The single highest-impact change. `gpt-4o-mini` is \~5× faster and \~20× cheaper than `gpt-4o`:

```python theme={null}
# Slower and expensive
llm = OpenAI("gpt-4o")

# Faster and cheap — good for most use cases
llm = OpenAI("gpt-4o-mini")
```

For even faster responses at lower quality, try Mistral's small models or Gemini Flash:

```python theme={null}
llm = Gemini("gemini-2.0-flash")         # very fast
llm = Mistral("mistral-small-latest")    # fast and cheap
```

***

## Reduce context size

Smaller prompts = faster LLM calls + lower cost.

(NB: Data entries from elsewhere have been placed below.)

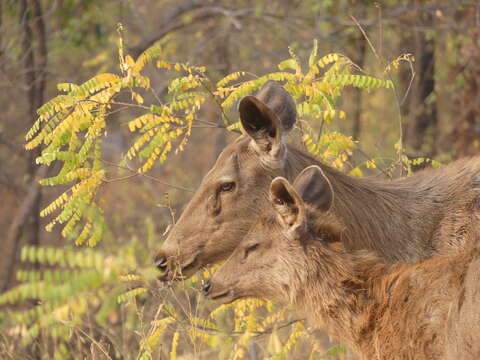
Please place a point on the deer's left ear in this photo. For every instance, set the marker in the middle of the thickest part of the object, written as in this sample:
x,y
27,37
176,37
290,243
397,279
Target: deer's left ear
x,y
313,186
287,204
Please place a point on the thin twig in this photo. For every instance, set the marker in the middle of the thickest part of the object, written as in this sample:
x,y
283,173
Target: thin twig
x,y
137,173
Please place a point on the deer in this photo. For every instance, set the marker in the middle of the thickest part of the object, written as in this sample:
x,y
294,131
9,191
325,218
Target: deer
x,y
294,254
408,219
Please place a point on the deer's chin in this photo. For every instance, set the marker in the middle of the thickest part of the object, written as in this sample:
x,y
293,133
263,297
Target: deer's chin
x,y
223,297
181,273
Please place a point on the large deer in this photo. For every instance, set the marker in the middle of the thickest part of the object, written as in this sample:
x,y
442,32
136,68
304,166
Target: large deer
x,y
406,219
295,254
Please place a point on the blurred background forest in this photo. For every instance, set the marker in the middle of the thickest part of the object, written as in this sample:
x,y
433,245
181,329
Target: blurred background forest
x,y
46,42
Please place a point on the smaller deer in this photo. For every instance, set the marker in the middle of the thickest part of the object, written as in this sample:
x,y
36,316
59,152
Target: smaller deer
x,y
294,254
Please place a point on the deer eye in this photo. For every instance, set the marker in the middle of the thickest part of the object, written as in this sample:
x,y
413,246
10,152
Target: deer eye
x,y
250,248
229,186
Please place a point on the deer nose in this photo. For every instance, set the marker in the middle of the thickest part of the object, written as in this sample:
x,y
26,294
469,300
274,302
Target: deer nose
x,y
206,288
161,263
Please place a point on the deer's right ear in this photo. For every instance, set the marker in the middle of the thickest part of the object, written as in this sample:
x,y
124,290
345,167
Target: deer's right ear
x,y
261,124
287,203
314,188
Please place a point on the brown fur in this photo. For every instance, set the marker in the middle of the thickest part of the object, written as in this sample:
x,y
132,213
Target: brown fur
x,y
405,219
427,310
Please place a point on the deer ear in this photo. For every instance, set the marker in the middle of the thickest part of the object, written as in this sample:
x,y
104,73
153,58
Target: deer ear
x,y
261,124
287,203
314,188
268,116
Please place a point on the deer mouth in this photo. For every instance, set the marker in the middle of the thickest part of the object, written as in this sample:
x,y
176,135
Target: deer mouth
x,y
182,272
224,297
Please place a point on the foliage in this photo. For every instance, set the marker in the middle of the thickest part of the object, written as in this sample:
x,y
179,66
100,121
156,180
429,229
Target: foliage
x,y
72,284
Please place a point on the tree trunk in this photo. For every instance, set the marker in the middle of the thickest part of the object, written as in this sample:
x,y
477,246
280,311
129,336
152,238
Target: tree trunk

**Reduce history window:**

```python theme={null}
lc = LangChat(
    llm=OpenAI("gpt-4o-mini"),
    vector_db=Pinecone("my-index"),
    db=Supabase(),
    max_chat_history=5,   # default: 20
)
```

**Reduce reranker top\_n:**

```python theme={null}
from langchat.adapters.reranker import FlashrankRerankAdapter

reranker = FlashrankRerankAdapter(top_n=2)   # default: 3
```

**Use smaller chunks:**

```python theme={null}
result = lc.index("docs/", chunk_size=600, chunk_overlap=100)
```

Smaller chunks mean shorter context per retrieved document.

***

## Use smaller embedding model

Switch to `text-embedding-3-small` for faster, cheaper embeddings:

```python theme={null}
from langchat.providers import Pinecone

vector_db = Pinecone("my-index", embedding_model="text-embedding-3-small")
```

<Warning>
  You must re-create your Pinecone index (1536 dimensions) and re-index all documents when switching embedding models.
</Warning>

***

## Concurrent users

LangChat's `chat()` is async and non-blocking. Run multiple chats concurrently:

```python theme={null}
import asyncio
from langchat import LangChat

lc = LangChat(...)

async def handle_concurrent_users():
    # These run in parallel
    results = await asyncio.gather(
        lc.chat(query="Question 1", user_id="alice"),
        lc.chat(query="Question 2", user_id="bob"),
        lc.chat(query="Question 3", user_id="carol"),
    )
    for r in results:
        print(r.text)
```

For the API server, use multiple uvicorn workers:

```bash theme={null}
uvicorn server:app --workers 4 --host 0.0.0.0 --port 8000
```

***

## Session caching

Sessions are cached in memory. The first call for a user loads history from Supabase; subsequent calls use the in-memory cache. No extra configuration needed.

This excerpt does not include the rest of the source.